A deep learning model for reconstructing centenary water storage changes in the Yangtze River Basin

Sci Total Environ. 2023 Dec 20:905:167030. doi: 10.1016/j.scitotenv.2023.167030. Epub 2023 Sep 12.

Abstract

Since 2002, the Gravity Recovery and Climate Experiment (GRACE) and its Follow-On mission (GRACE-FO) have facilitated highly accurate observations of changes in total water storage anomalies (TWSA). However, limited observations of TWSA derived from GRACE in the Yangtze River Basin (YRB) have hindered our understanding of its long-term variability. In this paper, we present a deep learning model called RecNet to reconstruct the climate-driven TWSA in the YRB from 1923 to 2022. The RecNet model is trained on precipitation, temperature, and GRACE observations with a weighted mean square error (WMSE) loss function. The performance of the RecNet model is validated and compared against GRACE data, water budget estimates, hydrological models, drought indices, and existing reconstruction datasets. The results indicate that the RecNet model can successfully reconstruct historical water storage changes, surpassing the performance of previous studies.

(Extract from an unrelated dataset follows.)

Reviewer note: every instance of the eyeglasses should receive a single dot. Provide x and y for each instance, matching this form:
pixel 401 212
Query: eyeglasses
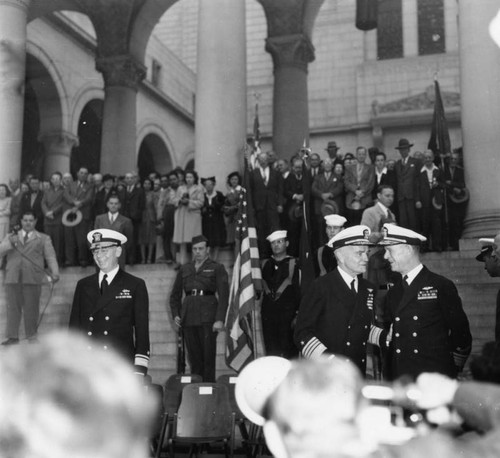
pixel 102 249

In addition, the reconstructed datasets are utilized to assess the frequency of extreme hydrological conditions and their teleconnections with major climate patterns, including the El Niño-Southern Oscillation, Indian Ocean Dipole, Pacific Decadal Oscillation, and North Atlantic Oscillation. Independent component analysis is employed to investigate individual climate patterns' unique or combined influence on TWSA. We show that the YRB exhibits a notable vulnerability to extreme events, characterized by a recurrent occurrence of diverse extreme dry/wet conditions throughout the past century. Wavelet coherence analysis reveals significant coherence between the climate patterns and TWSA across the entire basin. The reconstructed datasets provide valuable information for studying long-term climate variability and projecting future droughts and floods in the YRB, which can inform effective water resource management and climate change adaptation strategies.

Keywords: Climate indices; Convolutional neural network; Extreme hydrological events; GRACE; Total water storage anomalies.